Nel vocabolario finanziario, il termine inglese significa l’esatto contrario di fix: se questo significa stabile, quello vuol dire mobile. Ciò che fluttua è il rate, cioè il tasso (di interesse). Che viene pagato a chi detiene note, cioè titoli di credito, ossia pezzi di carta in cui sta scritto che l’emittente (dei titoli suddetti) deve pagare una determinata somma a chi se ne mostrerà possessore alla data indicata sui titoli stessi.
Le floating rate note (Frn), dette anche più rapidamente floater, sono quindi titoli di credito a interesse variabile. Si differenziano però dalle normali obbligazioni a reddito variabile per alcuni aspetti specifici. In primo luogo, il credito che rappresentano è espresso in una valuta straniera rispetto alla nazionalità dell’emittente; di solito le floating rate note sono denominate in dollari. In secondo luogo, vengono scambiate sul mercato di Londra. Ciò spiega perché il tasso di interesse con cui sono remunerate viene cambiato periodicamente (ogni tre o sei mesi) in funzione del Libor (London interbank offered rate, ossia il tasso di interesse sui prestiti a breve in valuta che le banche londinesi praticano tra di loro).
Quando l’interesse è più alto del Libor si dice che lo spread è positivo; viceversa, è negativo. Nonostante che il tasso di riferimento sia il Libor, cioè un saggio di interesse per i prestiti a breve, le floating rate note sono titoli di credito di medio-lungo periodo. Infatti la loro durata, cioè il tempo che intercorre tra l’emissione e il momento in cui il loro possessore può richiedere il rimborso del capitale, varia di norma tra i cinque e i sette anni.

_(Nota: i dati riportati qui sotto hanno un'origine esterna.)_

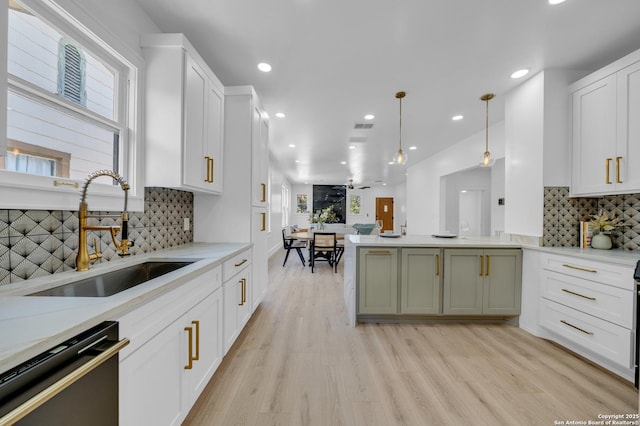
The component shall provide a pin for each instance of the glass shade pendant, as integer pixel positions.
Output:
(401, 157)
(487, 161)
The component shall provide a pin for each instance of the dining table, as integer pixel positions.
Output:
(308, 236)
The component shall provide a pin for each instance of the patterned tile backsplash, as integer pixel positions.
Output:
(34, 243)
(562, 216)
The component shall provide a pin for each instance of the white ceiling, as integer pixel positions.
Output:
(336, 60)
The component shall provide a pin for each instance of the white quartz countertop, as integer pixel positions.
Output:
(30, 325)
(429, 241)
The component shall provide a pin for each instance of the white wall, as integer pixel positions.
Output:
(423, 180)
(476, 179)
(524, 110)
(538, 149)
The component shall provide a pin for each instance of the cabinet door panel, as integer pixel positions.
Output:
(378, 281)
(208, 347)
(420, 281)
(150, 381)
(463, 282)
(195, 164)
(502, 288)
(594, 135)
(628, 152)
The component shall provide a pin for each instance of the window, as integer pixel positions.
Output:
(71, 102)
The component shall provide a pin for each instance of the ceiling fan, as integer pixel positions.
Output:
(350, 185)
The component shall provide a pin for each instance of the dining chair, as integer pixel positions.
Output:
(323, 248)
(289, 243)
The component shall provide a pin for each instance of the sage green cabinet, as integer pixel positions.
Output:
(482, 282)
(420, 280)
(377, 281)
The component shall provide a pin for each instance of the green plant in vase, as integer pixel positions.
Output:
(603, 225)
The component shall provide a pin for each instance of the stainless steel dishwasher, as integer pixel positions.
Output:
(73, 383)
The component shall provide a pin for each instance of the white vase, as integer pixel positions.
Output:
(601, 241)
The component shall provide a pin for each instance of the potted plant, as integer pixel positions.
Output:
(603, 224)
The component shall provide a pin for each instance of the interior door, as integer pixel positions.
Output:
(384, 212)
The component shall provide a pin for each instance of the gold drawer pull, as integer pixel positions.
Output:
(578, 294)
(189, 331)
(197, 325)
(593, 271)
(577, 328)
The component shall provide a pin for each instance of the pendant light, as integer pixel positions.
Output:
(400, 157)
(487, 161)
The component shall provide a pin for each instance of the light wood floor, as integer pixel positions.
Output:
(299, 363)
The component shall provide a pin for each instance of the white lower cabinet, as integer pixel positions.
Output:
(238, 294)
(589, 307)
(176, 346)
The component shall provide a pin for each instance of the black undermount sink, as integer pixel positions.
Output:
(113, 282)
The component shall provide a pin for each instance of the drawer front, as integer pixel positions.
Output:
(236, 264)
(596, 336)
(615, 275)
(606, 302)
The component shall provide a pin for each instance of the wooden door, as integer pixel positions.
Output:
(384, 212)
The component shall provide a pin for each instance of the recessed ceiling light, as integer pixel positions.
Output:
(264, 67)
(520, 73)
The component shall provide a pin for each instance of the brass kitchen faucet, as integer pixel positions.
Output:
(83, 259)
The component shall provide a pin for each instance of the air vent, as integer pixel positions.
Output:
(357, 139)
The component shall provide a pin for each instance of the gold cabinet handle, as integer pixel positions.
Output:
(379, 252)
(566, 265)
(206, 158)
(243, 298)
(244, 291)
(577, 328)
(197, 326)
(45, 395)
(189, 331)
(578, 294)
(242, 262)
(618, 180)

Sul mercato internazionale dei capitali, le floating rate note costituiscono l’alternativa agli eurobond (obbligazioni a tasso fisso) e ai titoli irredimibili, titoli cioè che hanno durata infinita. O in altre parole, titoli che promettono il pagamento degli interessi per un periodo illimitato, senza restituire mai il capitale. Come tutti i titoli a tasso variabile, anche le floating rate note ripartiscono il rischio fra emittente e possessori dei titoli: in particolare, se i tassi di interesse scendono nel periodo di durata dei titoli, gli investitori ricevono cedole di entità progressivamente inferiore, consentendo così all’emittente di avvantaggiarsi del calo dei tassi; viceversa, se questi ultimi salgono, a trarne vantaggio sono i possessori di floater e l’emittente dovrà pagare cedole più alte di quelle che avrebbe pagato se avesse emesso titoli a tasso fisso.
Per questo motivo, conviene ai risparmiatori acquistare floating rate note quando ci si attende un rialzo dei tassi; e obbligazioni a reddito fisso quando è più probabile una discesa dei saggi di interesse. Le floating rate note, infine, grazie alla loro capacità di mettere l’investitore al riparo da un aumento dei tassi, pagano – nel momento in cui vengono sottoscritte – un interesse inferiore rispetto alle cedole pagate sui titoli a reddito fisso.